Une caméra était-elle installée aussi sur votre casque?

Une première avait été fixée sur le guidon et une seconde sur le casque. Au rendu, ce sont des images à connotation très sportive, pour des reportages rythmés. Introduire des images qui tremblent, ce n’est pas dans l’esprit de PAJU. Elles serviront plutôt pour les réseaux sociaux.

PAJU a en effet donné un coup d’accélérateur sur les réseaux sociaux. Vous en avez le temps et les moyens?

Les prestations pour la présentation ont été diminuées afin de dégager des moyens pour le web. Sébastien Foggiato a été engagé à 80% et moi, j’ai le mandat d’y consacrer 20 jours par an. C’est peu. Il faut surtout imaginer quoi faire d’original pour capter ce public qui ne regarde pas la télé. Vous êtes débordant d’idées, de projets… Que proposerez-vous pour la saison 2020 ? On va faire 24 émissions, 24 cantons, 24 sommets, soit le plus haut de chaque canton. Des collines parfois, mais aussi la Pointe Dufour en Valais à 4634 mètres. En juillet, j’en ai gravi une douzaine afin d’évaluer les difficultés de ceux qui me sont peu connus. J’ai envie de montrer la Suisse dans toute sa diversité. Ce qu’on nous a reproché de ne pas assez faire en tant que service public. Si nous sommes presque tous passés à Bâle ou Zurich, qui connaît le canton d’Uri et ses magnifiques montagnes à Andermatt?

Qu’est-ce qui vous fait vous lever le matin?

Déjà ma femme et mon fils. Il a 13 mois et l’heure du lever dépend de la sienne ! Sinon, j’essaie d’apporter un peu de beauté et d’inattendu dans ce que je fais. Quand je bossais pour le TJ comme JRI, je me disais, «si à chaque reportage, tu trouves une image que personne n’a cherché à prendre, c’est bien».

Quel métier n’auriez-vous pas pu exercer?

Travailler dans un domaine où, très concrètement, on n’a pas l’impression d’apporter du bienfait aux gens ou à la planète, comme dans une entreprise agro-alimentaire un peu chimique.

Vous aviez démarré des études de médecine. C’était en lien avec votre mère?

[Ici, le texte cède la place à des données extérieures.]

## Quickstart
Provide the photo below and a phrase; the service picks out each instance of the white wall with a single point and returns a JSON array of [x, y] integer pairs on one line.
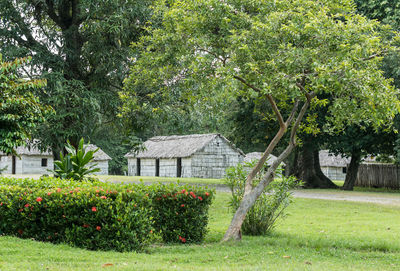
[[32, 164], [131, 166], [214, 159], [334, 173], [103, 165], [147, 167]]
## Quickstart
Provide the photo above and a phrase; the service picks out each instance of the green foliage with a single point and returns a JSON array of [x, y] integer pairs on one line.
[[181, 212], [280, 48], [92, 217], [20, 110], [269, 207], [97, 215], [82, 48], [76, 163]]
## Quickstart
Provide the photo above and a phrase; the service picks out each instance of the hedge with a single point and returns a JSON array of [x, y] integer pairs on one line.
[[96, 215], [181, 212]]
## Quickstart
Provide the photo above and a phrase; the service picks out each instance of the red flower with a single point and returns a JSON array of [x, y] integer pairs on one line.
[[183, 240]]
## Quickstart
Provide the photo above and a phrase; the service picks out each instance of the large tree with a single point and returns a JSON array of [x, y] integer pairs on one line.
[[20, 110], [288, 52], [82, 48]]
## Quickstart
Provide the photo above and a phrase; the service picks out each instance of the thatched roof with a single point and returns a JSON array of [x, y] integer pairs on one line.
[[33, 150], [257, 155], [176, 146], [327, 159], [100, 155]]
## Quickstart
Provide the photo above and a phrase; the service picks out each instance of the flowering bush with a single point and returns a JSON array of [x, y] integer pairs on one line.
[[92, 218], [96, 215], [181, 212]]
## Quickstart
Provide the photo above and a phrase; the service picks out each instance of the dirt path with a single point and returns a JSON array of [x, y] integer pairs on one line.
[[347, 196]]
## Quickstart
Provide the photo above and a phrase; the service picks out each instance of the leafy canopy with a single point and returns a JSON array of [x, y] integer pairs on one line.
[[283, 49], [20, 110], [82, 48]]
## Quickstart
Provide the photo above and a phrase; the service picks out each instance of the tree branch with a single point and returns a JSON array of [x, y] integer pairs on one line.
[[269, 97]]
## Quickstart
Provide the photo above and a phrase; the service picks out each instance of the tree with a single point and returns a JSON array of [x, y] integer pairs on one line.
[[82, 49], [20, 110], [288, 52]]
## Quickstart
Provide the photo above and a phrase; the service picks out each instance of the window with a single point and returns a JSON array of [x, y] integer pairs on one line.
[[138, 167], [179, 167], [44, 162], [157, 167]]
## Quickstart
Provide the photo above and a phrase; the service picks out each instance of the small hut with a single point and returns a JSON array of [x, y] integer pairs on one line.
[[100, 158], [255, 156], [198, 155], [30, 161], [333, 166]]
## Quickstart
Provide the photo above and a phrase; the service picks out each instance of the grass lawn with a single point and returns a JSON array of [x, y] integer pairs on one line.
[[317, 235]]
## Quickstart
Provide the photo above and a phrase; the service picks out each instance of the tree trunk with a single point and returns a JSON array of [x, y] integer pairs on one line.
[[352, 170], [309, 169]]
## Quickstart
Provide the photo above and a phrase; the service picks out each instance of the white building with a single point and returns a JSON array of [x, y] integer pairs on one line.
[[335, 166], [100, 158], [33, 161], [198, 155], [30, 161]]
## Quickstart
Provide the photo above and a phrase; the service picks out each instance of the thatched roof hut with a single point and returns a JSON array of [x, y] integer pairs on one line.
[[197, 155]]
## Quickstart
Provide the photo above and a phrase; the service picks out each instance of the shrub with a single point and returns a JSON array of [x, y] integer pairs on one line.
[[75, 164], [123, 218], [92, 218], [270, 206], [181, 212]]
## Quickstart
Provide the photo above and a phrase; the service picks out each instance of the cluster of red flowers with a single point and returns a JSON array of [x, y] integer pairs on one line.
[[183, 239]]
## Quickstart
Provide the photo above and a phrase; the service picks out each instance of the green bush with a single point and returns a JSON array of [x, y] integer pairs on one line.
[[91, 218], [270, 206], [125, 215], [76, 163], [181, 212]]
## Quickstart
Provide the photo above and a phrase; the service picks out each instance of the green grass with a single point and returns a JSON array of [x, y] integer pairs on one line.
[[317, 235]]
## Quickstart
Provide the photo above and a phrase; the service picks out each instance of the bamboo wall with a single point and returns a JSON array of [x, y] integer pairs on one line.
[[378, 175]]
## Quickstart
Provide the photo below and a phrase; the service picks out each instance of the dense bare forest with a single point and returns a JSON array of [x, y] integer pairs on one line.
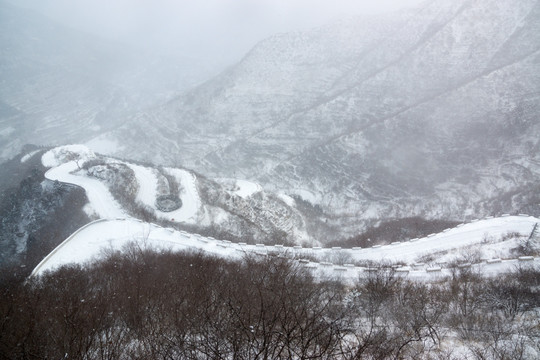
[[145, 304]]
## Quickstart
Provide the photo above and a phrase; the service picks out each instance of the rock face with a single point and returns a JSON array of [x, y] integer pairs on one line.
[[432, 113]]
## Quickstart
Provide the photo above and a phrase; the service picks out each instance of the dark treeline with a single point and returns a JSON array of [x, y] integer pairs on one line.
[[143, 304]]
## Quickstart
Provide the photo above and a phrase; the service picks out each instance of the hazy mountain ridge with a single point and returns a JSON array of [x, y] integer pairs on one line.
[[433, 113]]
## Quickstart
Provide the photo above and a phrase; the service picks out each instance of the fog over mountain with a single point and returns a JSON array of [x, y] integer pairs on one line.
[[430, 111]]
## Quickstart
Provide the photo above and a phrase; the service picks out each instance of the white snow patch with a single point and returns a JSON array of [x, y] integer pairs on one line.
[[7, 131], [66, 153], [451, 241], [28, 156], [287, 200], [191, 202], [104, 145], [91, 240], [148, 182], [101, 201], [247, 188]]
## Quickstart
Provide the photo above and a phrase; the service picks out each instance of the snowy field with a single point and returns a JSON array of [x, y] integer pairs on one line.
[[91, 240]]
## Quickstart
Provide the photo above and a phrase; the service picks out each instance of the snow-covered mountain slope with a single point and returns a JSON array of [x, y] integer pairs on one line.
[[431, 113], [59, 85], [118, 189], [485, 244]]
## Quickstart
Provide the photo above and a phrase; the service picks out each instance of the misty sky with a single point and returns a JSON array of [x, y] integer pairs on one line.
[[226, 28]]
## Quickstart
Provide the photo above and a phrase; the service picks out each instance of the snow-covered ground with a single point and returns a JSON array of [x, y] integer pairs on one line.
[[488, 243], [101, 201], [247, 188], [64, 162], [91, 240]]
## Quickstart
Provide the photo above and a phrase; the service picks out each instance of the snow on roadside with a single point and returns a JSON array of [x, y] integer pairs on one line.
[[247, 188], [450, 241], [191, 201], [90, 241], [101, 201], [63, 154], [148, 184], [147, 180], [28, 156]]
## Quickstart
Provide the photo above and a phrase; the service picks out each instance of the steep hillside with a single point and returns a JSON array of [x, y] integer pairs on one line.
[[227, 208], [36, 214], [59, 85], [430, 113]]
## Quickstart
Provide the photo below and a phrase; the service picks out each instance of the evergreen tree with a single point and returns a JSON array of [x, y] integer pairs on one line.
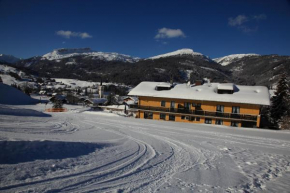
[[280, 103]]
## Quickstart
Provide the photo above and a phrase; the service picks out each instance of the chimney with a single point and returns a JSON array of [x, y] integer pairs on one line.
[[101, 91], [171, 79]]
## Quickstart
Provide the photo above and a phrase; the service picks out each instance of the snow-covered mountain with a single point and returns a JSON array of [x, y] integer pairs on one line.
[[226, 60], [181, 52], [87, 52], [8, 58]]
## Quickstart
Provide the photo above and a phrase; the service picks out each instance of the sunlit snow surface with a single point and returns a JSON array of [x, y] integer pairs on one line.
[[78, 151], [226, 60]]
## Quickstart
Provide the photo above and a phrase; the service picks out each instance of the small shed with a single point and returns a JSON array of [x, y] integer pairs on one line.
[[94, 102]]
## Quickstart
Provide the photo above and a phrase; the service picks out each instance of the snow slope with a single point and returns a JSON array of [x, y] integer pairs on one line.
[[180, 52], [8, 58], [12, 96], [82, 152], [107, 56], [226, 60]]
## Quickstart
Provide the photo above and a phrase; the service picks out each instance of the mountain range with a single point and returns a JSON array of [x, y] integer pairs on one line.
[[182, 65]]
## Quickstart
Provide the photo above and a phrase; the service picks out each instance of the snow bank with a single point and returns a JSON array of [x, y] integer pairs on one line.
[[14, 152], [12, 96]]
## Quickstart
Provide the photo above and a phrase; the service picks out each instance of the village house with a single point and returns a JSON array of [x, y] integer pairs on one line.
[[210, 103]]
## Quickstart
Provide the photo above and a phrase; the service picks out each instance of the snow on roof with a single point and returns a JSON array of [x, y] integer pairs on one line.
[[164, 84], [226, 86], [208, 92], [97, 100]]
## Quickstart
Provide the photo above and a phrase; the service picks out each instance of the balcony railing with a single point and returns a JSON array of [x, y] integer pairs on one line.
[[197, 112]]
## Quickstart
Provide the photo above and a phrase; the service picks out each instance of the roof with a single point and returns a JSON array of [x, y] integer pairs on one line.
[[208, 92], [226, 86], [97, 100], [164, 84]]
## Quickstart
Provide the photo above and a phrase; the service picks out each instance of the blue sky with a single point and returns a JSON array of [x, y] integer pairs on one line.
[[145, 28]]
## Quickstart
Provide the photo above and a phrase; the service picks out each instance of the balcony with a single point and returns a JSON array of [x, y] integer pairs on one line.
[[197, 112]]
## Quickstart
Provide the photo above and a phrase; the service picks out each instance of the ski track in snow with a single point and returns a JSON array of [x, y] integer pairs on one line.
[[145, 156]]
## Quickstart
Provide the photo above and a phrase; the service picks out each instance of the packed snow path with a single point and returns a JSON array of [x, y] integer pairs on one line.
[[79, 151]]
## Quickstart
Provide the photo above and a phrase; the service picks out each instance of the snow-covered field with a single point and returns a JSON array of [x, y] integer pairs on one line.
[[77, 151]]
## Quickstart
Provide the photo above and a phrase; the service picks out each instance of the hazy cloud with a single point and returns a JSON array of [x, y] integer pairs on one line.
[[247, 24], [68, 34], [169, 33], [239, 20], [259, 17]]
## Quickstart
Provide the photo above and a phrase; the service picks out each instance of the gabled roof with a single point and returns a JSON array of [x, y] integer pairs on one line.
[[258, 95], [97, 100]]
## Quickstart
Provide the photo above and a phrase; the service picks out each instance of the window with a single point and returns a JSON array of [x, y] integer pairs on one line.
[[207, 121], [234, 124], [219, 122], [192, 118], [220, 108], [184, 117], [198, 106], [148, 115], [172, 104], [163, 116], [187, 106], [236, 110], [171, 117]]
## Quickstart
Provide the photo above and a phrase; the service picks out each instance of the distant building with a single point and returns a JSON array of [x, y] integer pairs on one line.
[[209, 103], [95, 102]]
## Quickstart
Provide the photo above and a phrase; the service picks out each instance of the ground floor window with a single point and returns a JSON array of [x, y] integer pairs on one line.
[[219, 122], [162, 116], [207, 121], [183, 117], [234, 124], [148, 115], [171, 117]]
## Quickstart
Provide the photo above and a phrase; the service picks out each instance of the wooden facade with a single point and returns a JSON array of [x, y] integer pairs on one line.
[[194, 111]]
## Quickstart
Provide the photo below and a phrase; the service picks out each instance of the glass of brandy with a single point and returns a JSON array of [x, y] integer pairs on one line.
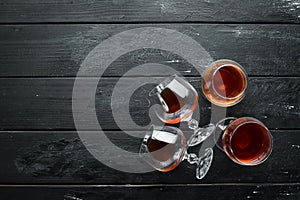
[[224, 83], [245, 140], [165, 147], [178, 100]]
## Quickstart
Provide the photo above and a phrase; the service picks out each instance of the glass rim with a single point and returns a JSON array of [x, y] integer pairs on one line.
[[264, 155], [235, 65], [158, 89]]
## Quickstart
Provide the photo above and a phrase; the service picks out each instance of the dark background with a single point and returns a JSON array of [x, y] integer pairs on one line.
[[43, 43]]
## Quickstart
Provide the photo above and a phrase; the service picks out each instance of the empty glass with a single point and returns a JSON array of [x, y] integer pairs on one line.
[[165, 147], [178, 100]]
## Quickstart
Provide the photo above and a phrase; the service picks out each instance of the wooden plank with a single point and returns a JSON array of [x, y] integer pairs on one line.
[[268, 50], [223, 192], [46, 103], [143, 11], [34, 157]]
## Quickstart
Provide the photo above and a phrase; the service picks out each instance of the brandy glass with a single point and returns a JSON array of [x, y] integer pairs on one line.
[[178, 100], [245, 140], [224, 83], [165, 147]]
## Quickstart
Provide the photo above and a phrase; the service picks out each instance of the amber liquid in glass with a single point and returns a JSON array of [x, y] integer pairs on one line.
[[173, 101], [246, 142], [162, 151], [224, 85]]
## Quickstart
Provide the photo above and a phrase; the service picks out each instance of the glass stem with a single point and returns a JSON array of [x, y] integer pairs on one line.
[[203, 162], [220, 128], [191, 158], [200, 134]]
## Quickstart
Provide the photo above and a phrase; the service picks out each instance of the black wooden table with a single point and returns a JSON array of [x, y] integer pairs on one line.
[[42, 45]]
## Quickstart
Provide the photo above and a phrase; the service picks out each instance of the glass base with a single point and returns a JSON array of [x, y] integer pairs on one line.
[[204, 163], [201, 134]]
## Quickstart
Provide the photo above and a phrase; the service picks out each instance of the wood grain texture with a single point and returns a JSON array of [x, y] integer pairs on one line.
[[43, 157], [12, 11], [46, 103], [224, 192], [59, 50]]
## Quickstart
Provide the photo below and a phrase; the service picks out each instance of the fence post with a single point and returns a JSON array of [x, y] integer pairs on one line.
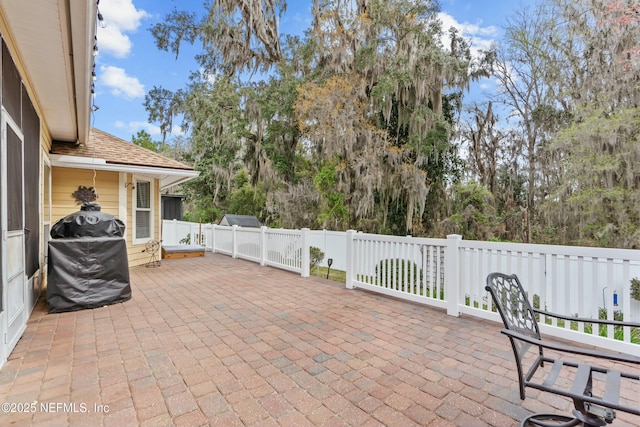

Mon grand-père maternel était anesthésiste et ma mère généraliste. Elle travaillait aussi pour Air Glaciers. Ils venaient la chercher en hélicoptère qui se posait dans le pré, en dessous de la maison. Enfant, ça m’a fait rêver. J’ai aussi beaucoup pratiqué la montagne avec Jacques Richon, à la fois chirurgien, sauveteur et guide. Combiner les deux disciplines m’intéressait. Mais à 18 ans, l’univers des études de médecine, tel que je l’ai projeté, ne m’a pas plu. À 31 ans, j’aurais travaillé où ? À l’hôpital, comme médecin assistant et j’aurais fait beaucoup moins de voyages, de rencontres, de lectures.

Texte: Marie-Françoise Macchi, paru dans le Médiatic 208 (Octobre/Novembre 2019)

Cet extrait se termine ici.